Longo Elía coincide: “Ya estamos documentando episodios de ideación suicida, autolesiones y paranoia en jóvenes que establecen vínculos con voces artificiales que parecen humanas, pero no lo son”.

En la opinión pública comienzan a aparecer señales de alarma. Especialistas describieron en el diario alemán Deutsche Welle casos de “psicosis digital” vinculados al uso excesivo de chatbots. El fenómeno, explicaban, puede derivar en delirios donde los usuarios crean que la IA tiene intenciones propias o una relación personal con ellos.

¿Entonces? ¿Pantallas encendidas junto al diván? ¿Registros automáticos de la voz del paciente? ¿Algoritmos que sugieren hipótesis de diagnóstico mientras el terapeuta escucha? “Podemos imaginar múltiples usos de la IA en este tema, como transcripción de sesiones, análisis de grandes volúmenes de datos, detección temprana de problemas, pero siempre como complemento –dice Vivas–. Nunca como sustituto del vínculo humano”. Fernández Álvarez señala que “los mejores terapeutas seguirán siendo quienes combinen ciencia y arte, técnica y humanidad”.

El valor de lo humano aparece como núcleo. Incluso para la máquina. “La subjetividad, la historia personal, la vulnerabilidad del especialista son parte del proceso terapéutico. Ninguna máquina puede simular eso sin caer en lo superficial”, advierte Siri, asistente inteligente desarrollado por Apple.

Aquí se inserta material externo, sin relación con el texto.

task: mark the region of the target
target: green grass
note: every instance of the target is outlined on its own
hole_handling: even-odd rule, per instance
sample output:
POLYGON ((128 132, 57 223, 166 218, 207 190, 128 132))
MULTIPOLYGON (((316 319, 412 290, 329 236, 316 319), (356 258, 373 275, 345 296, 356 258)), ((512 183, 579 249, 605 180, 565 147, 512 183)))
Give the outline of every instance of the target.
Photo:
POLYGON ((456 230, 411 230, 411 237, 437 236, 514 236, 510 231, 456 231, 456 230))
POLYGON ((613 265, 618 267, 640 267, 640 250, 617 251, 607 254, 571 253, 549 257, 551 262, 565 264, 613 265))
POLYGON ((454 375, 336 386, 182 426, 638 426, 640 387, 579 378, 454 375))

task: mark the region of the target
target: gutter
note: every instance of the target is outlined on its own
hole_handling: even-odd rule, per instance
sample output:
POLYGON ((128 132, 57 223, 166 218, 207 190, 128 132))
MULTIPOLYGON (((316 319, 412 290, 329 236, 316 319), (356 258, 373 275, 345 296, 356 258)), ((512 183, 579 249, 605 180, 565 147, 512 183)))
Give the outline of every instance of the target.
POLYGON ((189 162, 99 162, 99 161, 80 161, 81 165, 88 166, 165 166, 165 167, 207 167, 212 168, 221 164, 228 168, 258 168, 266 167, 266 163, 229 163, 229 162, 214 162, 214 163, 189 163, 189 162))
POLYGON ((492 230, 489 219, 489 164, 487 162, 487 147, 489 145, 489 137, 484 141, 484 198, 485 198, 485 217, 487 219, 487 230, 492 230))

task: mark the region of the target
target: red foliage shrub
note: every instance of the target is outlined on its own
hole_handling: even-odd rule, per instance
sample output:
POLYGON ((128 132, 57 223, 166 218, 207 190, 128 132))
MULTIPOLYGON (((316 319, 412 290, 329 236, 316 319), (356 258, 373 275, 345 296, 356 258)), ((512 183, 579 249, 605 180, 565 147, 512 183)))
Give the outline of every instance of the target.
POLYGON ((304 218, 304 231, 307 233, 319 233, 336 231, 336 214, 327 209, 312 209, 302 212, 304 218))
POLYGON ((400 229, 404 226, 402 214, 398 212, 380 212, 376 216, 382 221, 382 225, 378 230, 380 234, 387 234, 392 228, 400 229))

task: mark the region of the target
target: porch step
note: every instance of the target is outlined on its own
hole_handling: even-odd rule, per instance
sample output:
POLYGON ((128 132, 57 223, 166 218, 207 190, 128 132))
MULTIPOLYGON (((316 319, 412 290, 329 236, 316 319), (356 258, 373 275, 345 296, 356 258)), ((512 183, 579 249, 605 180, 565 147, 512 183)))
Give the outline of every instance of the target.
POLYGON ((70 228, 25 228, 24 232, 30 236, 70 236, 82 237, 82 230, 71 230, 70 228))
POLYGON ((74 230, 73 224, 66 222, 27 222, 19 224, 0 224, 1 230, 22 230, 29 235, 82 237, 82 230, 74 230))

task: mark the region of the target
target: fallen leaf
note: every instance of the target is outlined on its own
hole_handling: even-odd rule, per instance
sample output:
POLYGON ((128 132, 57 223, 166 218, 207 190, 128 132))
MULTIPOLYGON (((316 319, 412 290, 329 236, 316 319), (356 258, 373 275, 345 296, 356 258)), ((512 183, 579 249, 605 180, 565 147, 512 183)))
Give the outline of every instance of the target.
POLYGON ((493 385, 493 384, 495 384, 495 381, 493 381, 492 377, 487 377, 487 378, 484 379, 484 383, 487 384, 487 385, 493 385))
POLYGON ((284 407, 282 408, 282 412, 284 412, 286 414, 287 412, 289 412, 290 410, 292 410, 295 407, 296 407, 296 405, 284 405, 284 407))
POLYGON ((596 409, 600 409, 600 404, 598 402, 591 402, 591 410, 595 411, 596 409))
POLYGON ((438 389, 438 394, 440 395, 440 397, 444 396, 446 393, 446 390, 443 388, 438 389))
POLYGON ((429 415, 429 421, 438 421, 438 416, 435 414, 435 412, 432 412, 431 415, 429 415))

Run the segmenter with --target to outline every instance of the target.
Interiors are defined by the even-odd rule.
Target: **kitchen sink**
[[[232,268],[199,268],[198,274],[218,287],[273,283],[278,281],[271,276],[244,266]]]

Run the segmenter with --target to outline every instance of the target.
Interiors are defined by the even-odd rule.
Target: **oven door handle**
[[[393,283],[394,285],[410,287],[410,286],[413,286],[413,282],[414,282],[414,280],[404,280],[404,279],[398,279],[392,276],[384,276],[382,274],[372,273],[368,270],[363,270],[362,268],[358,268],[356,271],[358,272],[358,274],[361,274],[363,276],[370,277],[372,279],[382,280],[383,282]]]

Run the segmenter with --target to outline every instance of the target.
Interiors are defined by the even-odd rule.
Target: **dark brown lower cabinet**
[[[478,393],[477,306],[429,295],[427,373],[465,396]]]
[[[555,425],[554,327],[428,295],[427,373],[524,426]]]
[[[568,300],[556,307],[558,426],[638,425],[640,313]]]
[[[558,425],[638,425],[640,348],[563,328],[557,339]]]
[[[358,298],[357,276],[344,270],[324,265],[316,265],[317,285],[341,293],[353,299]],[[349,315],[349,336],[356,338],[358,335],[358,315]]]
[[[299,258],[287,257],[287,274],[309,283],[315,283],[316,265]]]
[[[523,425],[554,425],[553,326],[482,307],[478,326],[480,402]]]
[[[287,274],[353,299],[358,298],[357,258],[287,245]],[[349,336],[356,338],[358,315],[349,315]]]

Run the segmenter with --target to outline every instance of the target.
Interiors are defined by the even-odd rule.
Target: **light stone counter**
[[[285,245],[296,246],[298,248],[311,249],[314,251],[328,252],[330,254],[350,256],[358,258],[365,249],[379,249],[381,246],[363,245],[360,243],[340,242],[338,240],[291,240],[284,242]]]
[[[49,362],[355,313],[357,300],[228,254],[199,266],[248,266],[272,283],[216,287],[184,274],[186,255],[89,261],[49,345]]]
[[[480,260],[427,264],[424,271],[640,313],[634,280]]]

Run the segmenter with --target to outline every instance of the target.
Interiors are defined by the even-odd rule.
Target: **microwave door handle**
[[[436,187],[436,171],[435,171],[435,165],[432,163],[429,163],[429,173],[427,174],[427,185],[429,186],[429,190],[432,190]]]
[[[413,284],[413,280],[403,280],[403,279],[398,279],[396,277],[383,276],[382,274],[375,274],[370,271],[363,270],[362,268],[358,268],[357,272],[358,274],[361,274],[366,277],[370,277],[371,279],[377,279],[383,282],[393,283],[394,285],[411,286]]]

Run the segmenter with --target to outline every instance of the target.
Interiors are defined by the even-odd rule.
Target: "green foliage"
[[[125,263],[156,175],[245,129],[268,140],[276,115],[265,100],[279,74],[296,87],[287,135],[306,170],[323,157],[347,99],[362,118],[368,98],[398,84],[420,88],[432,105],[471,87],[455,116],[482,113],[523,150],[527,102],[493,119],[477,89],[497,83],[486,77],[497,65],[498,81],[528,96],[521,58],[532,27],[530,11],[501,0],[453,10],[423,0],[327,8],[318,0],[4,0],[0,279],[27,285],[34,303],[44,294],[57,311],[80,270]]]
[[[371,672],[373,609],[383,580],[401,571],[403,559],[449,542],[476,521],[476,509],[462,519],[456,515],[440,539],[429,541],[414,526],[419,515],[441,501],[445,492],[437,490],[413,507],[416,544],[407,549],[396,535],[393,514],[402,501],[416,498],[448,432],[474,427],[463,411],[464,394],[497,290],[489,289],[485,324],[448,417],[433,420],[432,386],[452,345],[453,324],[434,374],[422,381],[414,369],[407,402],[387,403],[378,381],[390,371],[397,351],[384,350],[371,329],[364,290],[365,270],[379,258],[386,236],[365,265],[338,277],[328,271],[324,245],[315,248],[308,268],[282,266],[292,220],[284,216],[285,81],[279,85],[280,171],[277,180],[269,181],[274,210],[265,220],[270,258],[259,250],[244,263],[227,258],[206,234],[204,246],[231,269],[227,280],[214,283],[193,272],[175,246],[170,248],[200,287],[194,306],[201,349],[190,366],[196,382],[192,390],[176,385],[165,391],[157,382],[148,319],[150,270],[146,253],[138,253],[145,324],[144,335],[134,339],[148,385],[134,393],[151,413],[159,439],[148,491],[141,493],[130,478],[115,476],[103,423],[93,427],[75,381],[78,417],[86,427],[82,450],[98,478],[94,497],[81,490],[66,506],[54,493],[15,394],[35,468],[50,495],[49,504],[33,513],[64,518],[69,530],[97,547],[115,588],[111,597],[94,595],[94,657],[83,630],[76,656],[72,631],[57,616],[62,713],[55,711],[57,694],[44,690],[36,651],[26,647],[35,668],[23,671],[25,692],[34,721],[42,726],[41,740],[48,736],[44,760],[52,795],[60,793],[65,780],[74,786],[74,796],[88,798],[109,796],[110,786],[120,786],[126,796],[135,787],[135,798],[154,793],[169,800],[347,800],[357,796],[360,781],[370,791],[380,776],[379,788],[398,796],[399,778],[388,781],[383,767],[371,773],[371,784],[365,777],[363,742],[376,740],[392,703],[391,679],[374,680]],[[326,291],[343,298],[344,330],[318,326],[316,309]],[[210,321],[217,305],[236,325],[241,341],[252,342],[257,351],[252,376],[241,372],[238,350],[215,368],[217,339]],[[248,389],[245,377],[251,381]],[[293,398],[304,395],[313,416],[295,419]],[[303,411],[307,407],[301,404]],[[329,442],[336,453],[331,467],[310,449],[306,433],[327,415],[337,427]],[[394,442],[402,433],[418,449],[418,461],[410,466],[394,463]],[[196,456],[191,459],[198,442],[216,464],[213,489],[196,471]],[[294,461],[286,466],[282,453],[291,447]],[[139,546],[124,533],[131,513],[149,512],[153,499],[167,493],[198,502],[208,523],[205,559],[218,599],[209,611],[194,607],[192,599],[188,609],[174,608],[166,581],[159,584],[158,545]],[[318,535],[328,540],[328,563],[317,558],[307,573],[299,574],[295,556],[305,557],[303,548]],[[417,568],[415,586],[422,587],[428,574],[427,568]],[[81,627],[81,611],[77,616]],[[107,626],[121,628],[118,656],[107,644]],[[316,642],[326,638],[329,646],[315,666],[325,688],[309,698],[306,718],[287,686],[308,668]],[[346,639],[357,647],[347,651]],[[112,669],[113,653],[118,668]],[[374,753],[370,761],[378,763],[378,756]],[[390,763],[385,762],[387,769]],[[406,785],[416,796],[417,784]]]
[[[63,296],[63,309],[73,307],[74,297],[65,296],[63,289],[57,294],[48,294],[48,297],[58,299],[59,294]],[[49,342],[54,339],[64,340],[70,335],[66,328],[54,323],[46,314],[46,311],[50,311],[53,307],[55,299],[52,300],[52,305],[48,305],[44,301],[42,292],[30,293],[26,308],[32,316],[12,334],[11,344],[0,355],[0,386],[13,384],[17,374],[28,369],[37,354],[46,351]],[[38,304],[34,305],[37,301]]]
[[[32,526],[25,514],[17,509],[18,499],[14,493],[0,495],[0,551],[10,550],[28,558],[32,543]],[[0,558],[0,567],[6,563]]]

Longo Elía destaca que el debate no puede eludir la regulación: “La premisa hipocrática ‘ante todo no hagas daño’ debería ser el punto de partida. La psicoeducación y la promoción de un uso responsable tienen que ser objetivos compartidos por escuelas, sistemas de salud, empresas de tecnología y organismos públicos”.

La investigación académica acompaña esta mirada. Un estudio publicado en BMC Psychology sobre el chatbot Friend, diseñado para apoyo psicológico, mostró reducciones de ansiedad entre un 30% y un 35% en usuarios. Sin embargo, los autores remarcaron que la herramienta era eficaz “solo como complemento de la psicoterapia tradicional, nunca como reemplazo”.

Quizá el mayor desafío sea cultural: aprender a usar estas tecnologías sin delegar en ellas lo que nos hace humanos. Porque, como escribió Carl Rogers, “lo más personal es también lo más universal”. El algoritmo puede acompañar, ordenar y hasta advertir, pero la mirada que cura, esa que reconoce en el otro la fragilidad compartida, seguirá siendo irremplazable.